In his blog, from which the Guardian article is closely derived, Benjamin says himself that when people say they cannot imagine what he is going through that they shouldn’t try, as they wouldn’t like it. And to be honest, I really shouldn’t try. I don’t know this family, so of course I can’t imagine their situation. It almost feels disrespectful to be writing this at all, because after all, what do I really know about grief, let along losing my life’s partner and the co-parent of our much loved child.

But blessed with the over active imagination I’ve always both loved and detested in equal measure, I can’t help but, instead – and perhaps self-indulgently, imagine how¬†I would feel. Or rather, how my family would feel if I were to leave them behind.
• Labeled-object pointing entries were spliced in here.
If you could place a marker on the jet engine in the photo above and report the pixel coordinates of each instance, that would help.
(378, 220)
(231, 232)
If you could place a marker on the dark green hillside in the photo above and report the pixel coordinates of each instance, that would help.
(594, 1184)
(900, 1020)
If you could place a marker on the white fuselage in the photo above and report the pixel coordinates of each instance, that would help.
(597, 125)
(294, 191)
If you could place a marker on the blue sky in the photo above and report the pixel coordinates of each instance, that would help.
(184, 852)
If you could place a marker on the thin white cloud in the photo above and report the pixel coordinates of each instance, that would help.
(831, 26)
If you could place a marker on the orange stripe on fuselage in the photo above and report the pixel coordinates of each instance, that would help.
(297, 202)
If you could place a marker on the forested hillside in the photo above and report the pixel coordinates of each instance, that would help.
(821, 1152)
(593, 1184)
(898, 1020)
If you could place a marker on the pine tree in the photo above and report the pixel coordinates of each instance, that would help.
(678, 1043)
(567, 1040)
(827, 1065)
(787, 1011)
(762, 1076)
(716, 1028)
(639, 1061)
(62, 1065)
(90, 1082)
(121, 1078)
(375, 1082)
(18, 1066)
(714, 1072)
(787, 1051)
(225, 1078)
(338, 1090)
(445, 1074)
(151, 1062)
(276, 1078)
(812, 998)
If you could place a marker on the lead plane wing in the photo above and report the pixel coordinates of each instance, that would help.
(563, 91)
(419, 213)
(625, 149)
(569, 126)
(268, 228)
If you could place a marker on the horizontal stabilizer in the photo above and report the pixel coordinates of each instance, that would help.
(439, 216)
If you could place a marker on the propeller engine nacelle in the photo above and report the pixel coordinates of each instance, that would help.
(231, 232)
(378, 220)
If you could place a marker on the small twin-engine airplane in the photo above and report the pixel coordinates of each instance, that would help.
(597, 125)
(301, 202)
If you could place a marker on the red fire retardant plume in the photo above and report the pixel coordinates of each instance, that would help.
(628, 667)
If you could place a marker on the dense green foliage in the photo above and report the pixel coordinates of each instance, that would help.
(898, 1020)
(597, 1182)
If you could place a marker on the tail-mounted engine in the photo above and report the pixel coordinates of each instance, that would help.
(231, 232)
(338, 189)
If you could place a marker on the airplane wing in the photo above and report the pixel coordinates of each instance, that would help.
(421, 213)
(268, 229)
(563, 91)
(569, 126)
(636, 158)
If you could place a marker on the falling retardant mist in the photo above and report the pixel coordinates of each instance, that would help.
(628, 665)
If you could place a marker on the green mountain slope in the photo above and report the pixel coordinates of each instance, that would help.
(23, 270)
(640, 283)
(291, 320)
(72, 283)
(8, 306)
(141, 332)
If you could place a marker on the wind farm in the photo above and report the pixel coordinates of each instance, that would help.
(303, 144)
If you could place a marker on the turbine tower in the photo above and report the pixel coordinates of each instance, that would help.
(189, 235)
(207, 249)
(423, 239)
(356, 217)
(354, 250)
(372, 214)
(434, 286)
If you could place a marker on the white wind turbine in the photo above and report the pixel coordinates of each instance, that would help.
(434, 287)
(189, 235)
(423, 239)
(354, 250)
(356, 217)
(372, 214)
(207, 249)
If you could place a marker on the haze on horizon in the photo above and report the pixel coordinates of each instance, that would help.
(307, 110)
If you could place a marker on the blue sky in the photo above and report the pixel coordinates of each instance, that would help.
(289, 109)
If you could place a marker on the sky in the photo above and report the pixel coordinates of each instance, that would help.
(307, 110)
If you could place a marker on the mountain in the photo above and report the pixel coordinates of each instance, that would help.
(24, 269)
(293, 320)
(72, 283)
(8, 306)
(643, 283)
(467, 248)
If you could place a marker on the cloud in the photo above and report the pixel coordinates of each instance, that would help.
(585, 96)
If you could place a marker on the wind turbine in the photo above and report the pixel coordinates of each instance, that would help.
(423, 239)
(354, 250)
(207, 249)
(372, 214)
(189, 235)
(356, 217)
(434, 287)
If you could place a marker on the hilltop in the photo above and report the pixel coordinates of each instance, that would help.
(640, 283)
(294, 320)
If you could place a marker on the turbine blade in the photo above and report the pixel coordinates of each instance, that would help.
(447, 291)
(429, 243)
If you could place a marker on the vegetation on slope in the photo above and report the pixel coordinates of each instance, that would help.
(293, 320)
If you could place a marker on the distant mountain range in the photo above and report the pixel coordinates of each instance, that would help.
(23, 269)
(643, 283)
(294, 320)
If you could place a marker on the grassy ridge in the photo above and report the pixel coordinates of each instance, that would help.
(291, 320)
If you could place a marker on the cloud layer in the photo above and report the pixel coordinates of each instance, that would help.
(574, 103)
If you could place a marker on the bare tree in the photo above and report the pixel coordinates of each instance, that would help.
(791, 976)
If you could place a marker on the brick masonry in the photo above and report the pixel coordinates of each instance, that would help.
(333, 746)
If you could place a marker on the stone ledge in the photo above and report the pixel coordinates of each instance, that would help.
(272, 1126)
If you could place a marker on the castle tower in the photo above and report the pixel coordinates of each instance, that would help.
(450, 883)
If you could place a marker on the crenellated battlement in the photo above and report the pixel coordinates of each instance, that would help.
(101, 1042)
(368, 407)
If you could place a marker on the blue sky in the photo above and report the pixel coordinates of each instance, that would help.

It may be a morbid thought, but suddenly the future and wanting more than anything for my son to never hurt, no matter how unrealistic that desire, has changed the way I think. I can’t know, obviously I can’t. But my heart hurts just considering the possibility of ever finding out.

I think about how much Thomas would miss me, and images cloud my mind. The way he reaches up for me when I go in to his room in the morning. The smile that cracks his face when I arrive to collect him from nursery. The way, when he wanders off at a toddler group, that he looks around to check I’m still there, still watching. The way he clings to me in almost desperation that I will make it better whenever he’s deeply upset, or over tired. I can’t imagine how he would cope with me simply not being there any more. I can’t imagine leaving and not being able to say goodbye. My imagination paints an image of him looking for me, but unable to find me. And just when I think that’s the worst thought of all, I consider the fact that he would continue to grow up, leaving me behind, and that being the age that he is, he wouldn’t even remember me.

Benjamin’s article is incredibly eloquent and very moving. I could not suppress my tears as I read it, simply shaking my head when Ian asked me what the matter was, unable to articulate these thoughts or feelings. I can’t imagine what Benjamin and his family are going through, but I do know that he is absolutely right: I wouldn’t like it at all. I feel for them enormously, but I’m not sure what the right emotion is for someone who is not a personal acquaintance. Sympathy. Sadness. I’m certainly very sorry for their loss.

The article, and blog, however, are also inspiring. I am full of admiration for Benjamin and his son. Sometimes you read something and the words stay with you long after you’ve finished. If I ever needed a wake-up call or reminder about how much I love my son, just how deeply my feelings for him run, this would be it.

Life is so cruel, but also so precious.